Content Recommendation Models

Seldon contains several built in content recommendations models.

We provide several batch and streaming built-in models.

Matrix Factorization

An algorithm made popular due to its sucess in the Netflix competition. It tries to find a small set of latent user and item factors that explain the user-item interaction data. We use a wrapper around the Apache Spark ALS implementation. Note, however, for this release we only provide implicit matrix factorization.

Model creation

You can create a matrix factorization Kubernetes job for client “test” starting at unix-day 16907 (17th April 2016) as follows:

cd kubernetes/conf/models
make matrix-factorization DAY=16907 CLIENT=test

Runtime Scoring

A matrix factorization scorer can be utilized.

User Clustered Matrix Factorization (experimental)

In situations where the number of user if very high, in the millions or more, then standard matrix factorization above can become computationally expensive when calculating the recommendatons for all users. An alternative is to cluster users inside the latent factor space created by the factorization of the user-item activity matrix. In this way recommendations can be created just for each cluster. This is viable if many users have very similar tastes and can be served identical recommendations.

Model creation

We provide a Spark job which builds on the ideas presented here. You can create a user clusters matrix factorization Kubernetes job for client “test” starting at unix-day 16907 (17th April 2016) as follows:

cd kubernetes/conf/models
make matrix-factorization-clusters DAY=16907 CLIENT=test

Runtime Scoring

A dedicated user clusters matrix factorization scorer can be utilized.

Batch Item Similarity

Item similarity models find correlations in the user-item interactions to find pairs of items that have consistently been viewed together. The underlying algorithm is the DIMSUM algorithm in Apache Spark 1.2.

Model creation

You can create an item similarity modelling job for client “test” starting at unix-day 16907 (17th April 2016) as follows:

cd kubernetes/conf/models
make item-similarity DAY=16907 CLIENT=test

Runtime Scoring

The item similarity scorer can be utilized.

Streaming Item Similarity

Batch item similarity is not applicable for domains such as news recommendation where new items that need to be recommended are published in short time frames. In these circumstances we can use an online streaming item similarity techniques that finds similar items through user activity in short time windows (for example every hour). For this we use a technique described in Estimating Rarity and Similarity over Data Stream Windows, Mayur Datar, S. Muthukrishnan which uses a streaming adaption of min-hashing to provide efficient item similarity over variable time windows.

Model creation

The online algorithm is implemented in two jobs.

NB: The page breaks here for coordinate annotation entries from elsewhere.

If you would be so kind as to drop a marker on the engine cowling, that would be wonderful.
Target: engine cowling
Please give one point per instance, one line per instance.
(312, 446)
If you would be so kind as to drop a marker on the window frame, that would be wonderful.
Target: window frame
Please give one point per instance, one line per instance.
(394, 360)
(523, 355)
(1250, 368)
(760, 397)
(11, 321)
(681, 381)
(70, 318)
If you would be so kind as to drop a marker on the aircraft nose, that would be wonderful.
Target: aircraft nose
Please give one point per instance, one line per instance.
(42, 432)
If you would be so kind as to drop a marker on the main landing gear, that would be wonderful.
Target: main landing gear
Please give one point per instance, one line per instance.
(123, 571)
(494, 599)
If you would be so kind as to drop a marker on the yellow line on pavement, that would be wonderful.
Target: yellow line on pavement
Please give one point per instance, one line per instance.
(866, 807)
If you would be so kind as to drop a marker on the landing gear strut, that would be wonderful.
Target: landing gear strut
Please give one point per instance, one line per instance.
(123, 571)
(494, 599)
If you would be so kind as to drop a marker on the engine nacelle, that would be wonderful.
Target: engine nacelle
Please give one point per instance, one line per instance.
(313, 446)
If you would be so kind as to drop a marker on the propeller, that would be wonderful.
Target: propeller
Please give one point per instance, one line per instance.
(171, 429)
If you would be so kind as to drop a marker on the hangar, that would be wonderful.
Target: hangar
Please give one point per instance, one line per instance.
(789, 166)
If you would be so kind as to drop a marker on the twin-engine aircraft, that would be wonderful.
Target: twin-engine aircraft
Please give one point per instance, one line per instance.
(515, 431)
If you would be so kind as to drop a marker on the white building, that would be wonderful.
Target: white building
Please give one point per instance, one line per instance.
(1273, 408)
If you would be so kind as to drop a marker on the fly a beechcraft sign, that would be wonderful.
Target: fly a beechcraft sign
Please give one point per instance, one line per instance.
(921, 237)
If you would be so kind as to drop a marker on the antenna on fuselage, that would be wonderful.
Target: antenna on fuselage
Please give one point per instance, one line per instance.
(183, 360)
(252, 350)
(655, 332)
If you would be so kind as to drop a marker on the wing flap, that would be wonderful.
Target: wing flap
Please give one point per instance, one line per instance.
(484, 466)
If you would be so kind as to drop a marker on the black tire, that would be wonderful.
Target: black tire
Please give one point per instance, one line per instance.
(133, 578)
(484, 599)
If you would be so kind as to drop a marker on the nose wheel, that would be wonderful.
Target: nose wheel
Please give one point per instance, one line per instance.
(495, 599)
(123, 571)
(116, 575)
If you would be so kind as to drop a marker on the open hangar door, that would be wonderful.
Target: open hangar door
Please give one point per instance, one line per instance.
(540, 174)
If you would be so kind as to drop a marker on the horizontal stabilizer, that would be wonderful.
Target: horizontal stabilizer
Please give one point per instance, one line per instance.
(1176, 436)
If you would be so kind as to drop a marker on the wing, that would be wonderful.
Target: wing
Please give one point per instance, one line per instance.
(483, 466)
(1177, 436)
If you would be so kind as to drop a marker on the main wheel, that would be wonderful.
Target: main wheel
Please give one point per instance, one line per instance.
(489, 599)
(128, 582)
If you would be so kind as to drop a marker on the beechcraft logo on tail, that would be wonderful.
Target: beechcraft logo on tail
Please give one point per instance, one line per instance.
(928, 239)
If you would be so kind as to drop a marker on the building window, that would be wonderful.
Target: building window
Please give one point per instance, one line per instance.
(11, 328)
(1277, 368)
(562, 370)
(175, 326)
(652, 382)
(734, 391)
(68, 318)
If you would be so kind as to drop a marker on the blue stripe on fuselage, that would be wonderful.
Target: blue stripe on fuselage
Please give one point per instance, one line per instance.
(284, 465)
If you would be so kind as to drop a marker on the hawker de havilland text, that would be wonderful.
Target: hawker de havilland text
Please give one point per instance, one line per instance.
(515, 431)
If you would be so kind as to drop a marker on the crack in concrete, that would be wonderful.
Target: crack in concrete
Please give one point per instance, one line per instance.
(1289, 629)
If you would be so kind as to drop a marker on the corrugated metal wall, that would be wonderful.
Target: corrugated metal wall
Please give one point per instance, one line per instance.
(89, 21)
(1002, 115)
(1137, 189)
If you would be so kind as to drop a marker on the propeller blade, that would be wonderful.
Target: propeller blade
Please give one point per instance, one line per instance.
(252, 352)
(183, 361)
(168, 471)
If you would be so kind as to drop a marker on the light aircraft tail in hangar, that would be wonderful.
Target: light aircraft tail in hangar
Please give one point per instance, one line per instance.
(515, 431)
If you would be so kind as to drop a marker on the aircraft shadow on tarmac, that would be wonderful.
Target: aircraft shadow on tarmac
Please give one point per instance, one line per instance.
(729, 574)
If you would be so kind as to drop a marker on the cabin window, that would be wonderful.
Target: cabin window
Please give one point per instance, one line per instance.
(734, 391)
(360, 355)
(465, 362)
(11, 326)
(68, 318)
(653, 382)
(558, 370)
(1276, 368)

The jobs can be created for a client test as follows:

cd kubernetes/conf/models
make streaming-itemsim CLIENT=test

You should start these two jobs on the cluster, for example:

kubectl create -f jobs/stream-itemsim-create-test.json
kubectl create -f jobs/stream-itemsim-dbupload-test.json

Runtime Scoring

The item similarity scorer can be utilized.

Content Similarity

Rather using collaborative filtering technques which try to find similarities in user’s activity and alternative technqiue is to use the actual content to find other content of a similar nature. We have python libraries which wrap several technique provided by the gensim document similarity toolkit to provide these. An example demo can be found here

A string baseline model especially for high churn scenarios such as news sites is to provide recent popular content. We provide a model that counts items in real time as they are interacted with by users and exponentially decays those counts to provide a continually updated view of popular content. The amount of decay can be controlled to reflect the amount of churn and traffic on a site. This model has only a runtime scoring configuration.

Runtime Scoring

The most popular scorer can be utilized.